そういう無常観を共有していったチームワークで、王朝文学の時代に続く中世の武家集団が台頭して来た。
それに対して江戸時代の「士農工商」という身分制度は、それによって誰もが「この社会の居場所」を保障されていったことを意味する。どの身分が上か下かということなど、たいした問題ではない。そうやって誰もが、消えてゆくこと・滅びてゆくことと和解できる心と、ダイナミックな「チームワーク」を喪失していったのだ。そうしてあげくのはてに「鎖国」だの「五人組」だのという停滞してよどんだ集団が出来上がっていった。

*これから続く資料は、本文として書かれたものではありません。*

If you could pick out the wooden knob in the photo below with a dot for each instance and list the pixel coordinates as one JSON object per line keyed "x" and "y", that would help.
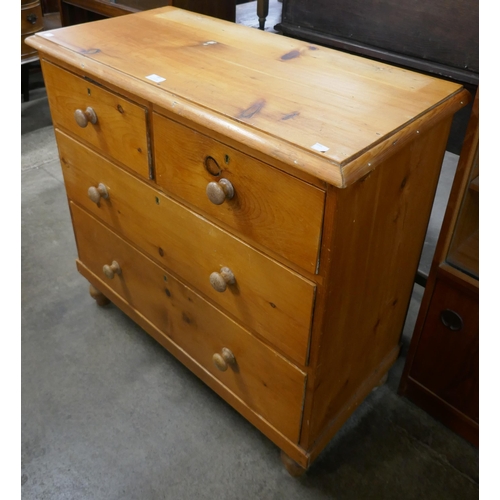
{"x": 219, "y": 281}
{"x": 96, "y": 193}
{"x": 111, "y": 270}
{"x": 218, "y": 192}
{"x": 224, "y": 359}
{"x": 84, "y": 117}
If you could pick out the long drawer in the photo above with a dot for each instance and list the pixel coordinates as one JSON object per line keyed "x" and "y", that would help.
{"x": 266, "y": 297}
{"x": 275, "y": 209}
{"x": 264, "y": 380}
{"x": 120, "y": 128}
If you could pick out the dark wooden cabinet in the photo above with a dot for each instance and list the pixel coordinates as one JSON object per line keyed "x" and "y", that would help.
{"x": 442, "y": 369}
{"x": 81, "y": 11}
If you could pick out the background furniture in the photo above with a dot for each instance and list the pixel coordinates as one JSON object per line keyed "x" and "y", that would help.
{"x": 288, "y": 302}
{"x": 79, "y": 11}
{"x": 439, "y": 38}
{"x": 442, "y": 367}
{"x": 31, "y": 22}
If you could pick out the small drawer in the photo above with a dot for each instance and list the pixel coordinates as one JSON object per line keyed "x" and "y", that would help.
{"x": 31, "y": 18}
{"x": 110, "y": 123}
{"x": 271, "y": 207}
{"x": 265, "y": 381}
{"x": 263, "y": 295}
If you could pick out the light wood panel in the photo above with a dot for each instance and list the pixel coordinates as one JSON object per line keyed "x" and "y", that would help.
{"x": 267, "y": 297}
{"x": 121, "y": 128}
{"x": 380, "y": 226}
{"x": 268, "y": 206}
{"x": 266, "y": 382}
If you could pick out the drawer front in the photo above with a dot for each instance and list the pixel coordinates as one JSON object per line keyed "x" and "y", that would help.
{"x": 31, "y": 18}
{"x": 265, "y": 381}
{"x": 266, "y": 296}
{"x": 269, "y": 206}
{"x": 120, "y": 131}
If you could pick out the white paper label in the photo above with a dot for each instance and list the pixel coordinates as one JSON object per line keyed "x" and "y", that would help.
{"x": 156, "y": 78}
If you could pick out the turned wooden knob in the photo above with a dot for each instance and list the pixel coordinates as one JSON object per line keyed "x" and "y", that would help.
{"x": 218, "y": 192}
{"x": 111, "y": 270}
{"x": 84, "y": 117}
{"x": 224, "y": 359}
{"x": 96, "y": 193}
{"x": 219, "y": 281}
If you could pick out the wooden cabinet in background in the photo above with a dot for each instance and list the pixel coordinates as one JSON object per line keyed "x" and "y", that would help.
{"x": 257, "y": 204}
{"x": 442, "y": 369}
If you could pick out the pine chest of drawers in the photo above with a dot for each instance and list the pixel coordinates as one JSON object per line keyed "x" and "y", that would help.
{"x": 257, "y": 204}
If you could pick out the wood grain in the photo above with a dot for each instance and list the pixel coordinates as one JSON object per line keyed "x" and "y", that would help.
{"x": 267, "y": 297}
{"x": 281, "y": 96}
{"x": 121, "y": 128}
{"x": 270, "y": 207}
{"x": 292, "y": 449}
{"x": 266, "y": 382}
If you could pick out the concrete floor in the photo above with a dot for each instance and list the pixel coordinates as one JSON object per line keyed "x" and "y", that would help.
{"x": 107, "y": 413}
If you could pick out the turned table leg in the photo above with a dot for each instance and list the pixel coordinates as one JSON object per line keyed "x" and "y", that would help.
{"x": 98, "y": 296}
{"x": 292, "y": 467}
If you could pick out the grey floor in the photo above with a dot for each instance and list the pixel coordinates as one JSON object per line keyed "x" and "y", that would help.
{"x": 109, "y": 414}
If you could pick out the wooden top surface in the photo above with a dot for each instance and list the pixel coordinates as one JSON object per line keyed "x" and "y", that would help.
{"x": 322, "y": 111}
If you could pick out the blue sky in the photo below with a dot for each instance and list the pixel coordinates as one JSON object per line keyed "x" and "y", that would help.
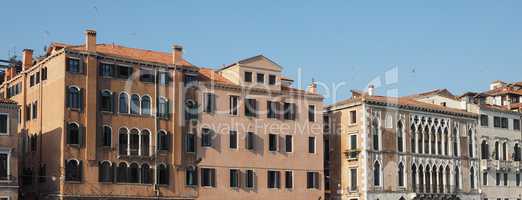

それによって太平の世は続いたが、明治維新という革命が起きてくるのもまた、必然的な成りゆきだった。
そのころ、徳川幕府の「チームワーク」は、すっかり停滞し崩壊しかけていた。
徳川家康徳川幕府は、日本列島の住民がほんらい備えていたはずのダイナミックなチームワークを、すっかり骨抜きにしてしまった。
明治維新は、この世界の居場所を失った者たちの「疎外感」を共有したダイナミックなチームワークによって打ち立てられた。そのとき、伝統という地下水脈がよみがえったのだ。
まあ、その新しい時代がいい時代であったのかどうかということは僕の考えの及ぶところではないが、少なくともその時代の変わり目においては、日本列島の伝統である「疎外感」と「無常観」を共有したダイナミックなチームワークが生まれてきたことはたしかだろう。
平たく言えば、はぐれ者どうしがチームワークをつくっていったのだ。はぐれ者こそ、チームワークの醍醐味をいちばんよく知っている。
余談ではあるが、近ごろ話題の「坂の上の雲」や「竜馬がゆく」は、そういう話として読めなくもない。